Unless I’m mistaken (and I very well could be) this is the first cinematic adaptation of a video game. What a fucking curse that’s been! I suppose it was only inevitable that the wildly successful Mario Bros. fanchise went to the big screen. It’s just unfortunate that it had to go up there in this fashion. The film stars Hoskins and Leguizamo as the two Brooklyn, plumber brothers who, for one reason or another, visit this alternate universe. The story loosely follows the plot of the video game where Mario and Luigi have to save the princess from the evil Bowser, King of the Koopas (here played with amazing conviction by Dennis Hopper). As if it wasn’t a big enough offense to give the brothers the last name of “Mario”, yes that makes him Mario Mario, the film also makes all of the Koopa world filled with dinosaurs. I suppose the filmmakers thought that instead of making the Koopas just look like the extra-terrestrial monsters that they are, the audience would find them more relatable if they were dinosaurs. Not to spoil too much of this wondrous epic, but the Mario Bros. save the day. As they sit in their kitchen back in Brooklyn, Luigi depressed over having to leave his beloved Princess Daisy behind in the Mushroom Kingdom, there’s a gigantic knock on the door. In bursts Princess Daisy (played by Pump Up the Volume‘s Samantha Mathis) dressed in war-torn rags and carrying this gigantic rifle/blaster looking thing. The brothers are shocked. As they stand there slack-jawed Daisy shouts to them/the audience, “You’re never gonna believe this!” And as Mario grabs his tool belt, “I believe…oh I believe.” Believe what? What is she talking about? Well who the hell cares? Apparently no one. The film bombed at the box office and no one wanted to touch another live action Super Mario Brothers movie.  It’s been sixteen years and no one has ever mentioned a sequel to this film other than to mention that they will never make a sequel to this shitty, shitty, shit film. Ever. And that’s something you can believe.

You're never gonna believe this!

You're never gonna believe this? Fucking kill me

~ by allearsalleyesallthetime on July 16, 2009.

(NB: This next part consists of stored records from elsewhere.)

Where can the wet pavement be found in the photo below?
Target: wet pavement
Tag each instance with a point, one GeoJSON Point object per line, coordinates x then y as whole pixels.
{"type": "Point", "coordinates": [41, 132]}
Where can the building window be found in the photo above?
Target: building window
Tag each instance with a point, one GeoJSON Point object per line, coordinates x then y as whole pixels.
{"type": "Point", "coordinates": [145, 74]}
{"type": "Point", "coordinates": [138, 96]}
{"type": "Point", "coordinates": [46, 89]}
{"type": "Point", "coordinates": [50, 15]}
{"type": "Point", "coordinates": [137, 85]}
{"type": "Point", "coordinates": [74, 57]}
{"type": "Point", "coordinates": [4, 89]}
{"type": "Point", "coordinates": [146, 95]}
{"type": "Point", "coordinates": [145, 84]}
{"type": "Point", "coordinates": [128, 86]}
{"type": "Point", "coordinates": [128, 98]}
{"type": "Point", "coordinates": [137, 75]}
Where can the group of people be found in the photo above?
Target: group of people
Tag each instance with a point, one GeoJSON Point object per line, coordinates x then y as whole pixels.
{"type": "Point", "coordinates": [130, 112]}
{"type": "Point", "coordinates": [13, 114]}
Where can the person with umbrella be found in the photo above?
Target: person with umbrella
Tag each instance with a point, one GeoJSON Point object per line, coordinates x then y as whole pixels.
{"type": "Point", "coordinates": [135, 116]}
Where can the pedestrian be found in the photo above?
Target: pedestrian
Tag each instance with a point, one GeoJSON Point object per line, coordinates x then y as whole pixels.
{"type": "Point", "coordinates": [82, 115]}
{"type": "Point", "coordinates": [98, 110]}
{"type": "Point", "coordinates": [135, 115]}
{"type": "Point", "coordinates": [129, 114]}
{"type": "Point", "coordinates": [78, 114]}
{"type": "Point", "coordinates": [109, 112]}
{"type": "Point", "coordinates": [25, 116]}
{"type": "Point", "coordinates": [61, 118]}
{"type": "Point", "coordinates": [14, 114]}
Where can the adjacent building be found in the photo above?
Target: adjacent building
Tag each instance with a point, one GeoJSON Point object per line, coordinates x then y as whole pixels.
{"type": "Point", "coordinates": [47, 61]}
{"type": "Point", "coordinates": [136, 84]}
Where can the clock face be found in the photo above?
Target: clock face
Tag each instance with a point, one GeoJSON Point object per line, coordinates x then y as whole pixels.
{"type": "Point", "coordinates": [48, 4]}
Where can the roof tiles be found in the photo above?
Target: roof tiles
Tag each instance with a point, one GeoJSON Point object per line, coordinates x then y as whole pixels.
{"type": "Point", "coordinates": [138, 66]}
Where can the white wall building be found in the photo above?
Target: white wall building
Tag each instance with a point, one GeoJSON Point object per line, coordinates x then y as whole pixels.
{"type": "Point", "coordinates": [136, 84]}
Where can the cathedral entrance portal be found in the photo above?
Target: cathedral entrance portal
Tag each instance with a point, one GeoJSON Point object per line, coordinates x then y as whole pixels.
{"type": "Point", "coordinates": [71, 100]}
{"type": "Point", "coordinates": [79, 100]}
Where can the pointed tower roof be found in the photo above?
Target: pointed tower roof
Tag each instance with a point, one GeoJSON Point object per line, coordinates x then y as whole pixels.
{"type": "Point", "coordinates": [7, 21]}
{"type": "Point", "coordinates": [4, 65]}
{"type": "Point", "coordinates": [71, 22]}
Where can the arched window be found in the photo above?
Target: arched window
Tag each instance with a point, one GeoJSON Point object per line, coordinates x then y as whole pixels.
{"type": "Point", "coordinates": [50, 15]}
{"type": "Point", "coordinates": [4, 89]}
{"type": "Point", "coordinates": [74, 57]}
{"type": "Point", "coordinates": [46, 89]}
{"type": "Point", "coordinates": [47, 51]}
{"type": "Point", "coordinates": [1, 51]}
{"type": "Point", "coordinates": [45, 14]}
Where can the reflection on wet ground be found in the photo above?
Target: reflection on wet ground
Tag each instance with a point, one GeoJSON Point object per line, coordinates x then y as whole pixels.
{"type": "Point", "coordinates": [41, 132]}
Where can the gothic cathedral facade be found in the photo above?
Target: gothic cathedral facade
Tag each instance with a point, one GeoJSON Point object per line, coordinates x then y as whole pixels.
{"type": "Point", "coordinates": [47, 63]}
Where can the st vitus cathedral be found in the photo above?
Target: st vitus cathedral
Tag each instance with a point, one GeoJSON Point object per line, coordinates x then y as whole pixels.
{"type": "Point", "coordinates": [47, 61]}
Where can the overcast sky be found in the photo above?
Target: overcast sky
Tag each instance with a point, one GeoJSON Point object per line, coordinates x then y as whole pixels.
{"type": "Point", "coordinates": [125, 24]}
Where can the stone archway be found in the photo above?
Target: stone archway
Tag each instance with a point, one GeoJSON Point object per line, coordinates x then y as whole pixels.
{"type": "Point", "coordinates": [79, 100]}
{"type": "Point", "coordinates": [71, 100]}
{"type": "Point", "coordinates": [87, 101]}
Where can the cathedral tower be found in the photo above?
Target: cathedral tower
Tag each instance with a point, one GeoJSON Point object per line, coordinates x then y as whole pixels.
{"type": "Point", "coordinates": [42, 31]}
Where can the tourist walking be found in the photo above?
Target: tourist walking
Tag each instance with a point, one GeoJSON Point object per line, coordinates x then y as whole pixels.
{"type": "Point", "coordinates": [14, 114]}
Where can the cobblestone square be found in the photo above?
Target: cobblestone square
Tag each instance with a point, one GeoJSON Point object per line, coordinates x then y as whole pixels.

2 Responses to “The 5 Most Awkward Sequel Setups of All Time”

  1. God do I love the SUPER MARIO BROS movie! It really does take a pair to make a film that panders specifically to the fever dreams of Mario fanatics and shuts out just about everyone else! I never thought you could make a live action movie about Brooklyn Plumbers who can jump between dimensions, but it happened and I was entertained out of my mind!

  2. Poor fucking Rual Julia… Vaya Con Dios, indeed.